Learning the Maximum of a Hölder Function from Inexact Data
Simon Foucart
TL;DR
The paper addresses learning the maximum of a Hölder function from inexact point evaluations at prescribed datasites within the Optimal Recovery framework. It develops locally optimal (Chebyshev-center) and globally optimal procedures for general monotone quantities, and specializes to the maximum, deriving explicit formulas for both the local estimator $\Delta^{\rm loc}$ and the global estimator $\Delta^{\rm glo}$, including a simple correction term dependent on data locations. In the nonlinear maximum case, it shows that the globally optimal estimator is $\Delta^{\rm glo}(\mathbf{y}) = \max_m(y_m) + \tfrac{1}{2}\max[U]$ with $U(x)=\min_m \operatorname{dist}(x,x^{(m)})^\alpha$ (under equal observation error), and contrasts this with the locally optimal rule, also providing bounds and extensions to jittered data.

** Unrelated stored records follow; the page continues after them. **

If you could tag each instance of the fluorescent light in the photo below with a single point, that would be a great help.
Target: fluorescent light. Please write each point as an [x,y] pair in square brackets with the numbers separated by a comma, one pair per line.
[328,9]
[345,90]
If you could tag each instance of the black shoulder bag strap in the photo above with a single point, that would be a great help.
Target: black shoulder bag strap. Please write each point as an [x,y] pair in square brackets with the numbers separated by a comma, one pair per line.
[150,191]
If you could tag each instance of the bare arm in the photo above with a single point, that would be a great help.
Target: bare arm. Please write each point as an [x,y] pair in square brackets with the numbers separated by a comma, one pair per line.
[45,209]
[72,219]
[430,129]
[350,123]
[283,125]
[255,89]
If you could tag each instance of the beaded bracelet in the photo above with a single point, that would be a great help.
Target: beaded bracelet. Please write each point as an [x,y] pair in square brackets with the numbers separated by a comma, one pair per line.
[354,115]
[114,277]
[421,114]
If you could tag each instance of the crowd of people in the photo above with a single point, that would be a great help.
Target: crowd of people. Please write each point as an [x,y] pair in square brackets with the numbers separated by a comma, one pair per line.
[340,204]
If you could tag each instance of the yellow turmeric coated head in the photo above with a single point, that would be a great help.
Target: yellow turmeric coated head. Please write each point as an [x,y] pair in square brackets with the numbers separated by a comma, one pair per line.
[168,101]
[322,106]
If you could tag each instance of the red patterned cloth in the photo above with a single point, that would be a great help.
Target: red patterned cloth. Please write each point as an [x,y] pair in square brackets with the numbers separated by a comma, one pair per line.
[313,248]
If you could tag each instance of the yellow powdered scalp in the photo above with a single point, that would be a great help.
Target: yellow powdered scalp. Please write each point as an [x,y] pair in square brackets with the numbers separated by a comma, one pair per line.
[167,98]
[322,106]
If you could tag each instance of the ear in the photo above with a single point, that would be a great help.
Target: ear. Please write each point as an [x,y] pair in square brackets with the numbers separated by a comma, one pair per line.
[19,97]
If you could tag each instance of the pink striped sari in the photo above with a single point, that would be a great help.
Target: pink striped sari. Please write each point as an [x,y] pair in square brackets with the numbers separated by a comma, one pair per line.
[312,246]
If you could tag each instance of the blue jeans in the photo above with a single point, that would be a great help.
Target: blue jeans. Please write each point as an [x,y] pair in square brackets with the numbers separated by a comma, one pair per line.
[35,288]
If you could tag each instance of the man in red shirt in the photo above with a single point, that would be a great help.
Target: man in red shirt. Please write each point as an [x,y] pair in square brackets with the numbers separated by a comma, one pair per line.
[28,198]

Finally, it quantifies the minimal global worst-case error, proving bounds that scale with the observation error $\varepsilon$ and the grid resolution $M^{-{\alpha}/d}$, highlighting the curse of dimensionality and delivering exact results in the cube-grid setting.
Abstract
Within the theoretical framework of Optimal Recovery, one determines in this article the {\em best} procedures to learn a quantity of interest depending on a Hölder function acquired via inexact point evaluations at fixed datasites. {\em Best} here refers to procedures minimizing worst-case errors. The elementary arguments hint at the possibility of tackling nonlinear quantities of interest, with a particular focus on the function maximum. In a local setting, i.e., for a fixed data vector, the optimal procedure (outputting the so-called Chebyshev center) is precisely described relatively to a general model of inexact evaluations. Relatively to a slightly more restricted model and in a global setting, i.e., uniformly over all data vectors, another optimal procedure is put forward, showing how to correct the natural underestimate that simply returns the data vector maximum. Jitterred data are also briefly discussed as a side product of evaluating the minimal worst-case error optimized over the datasites.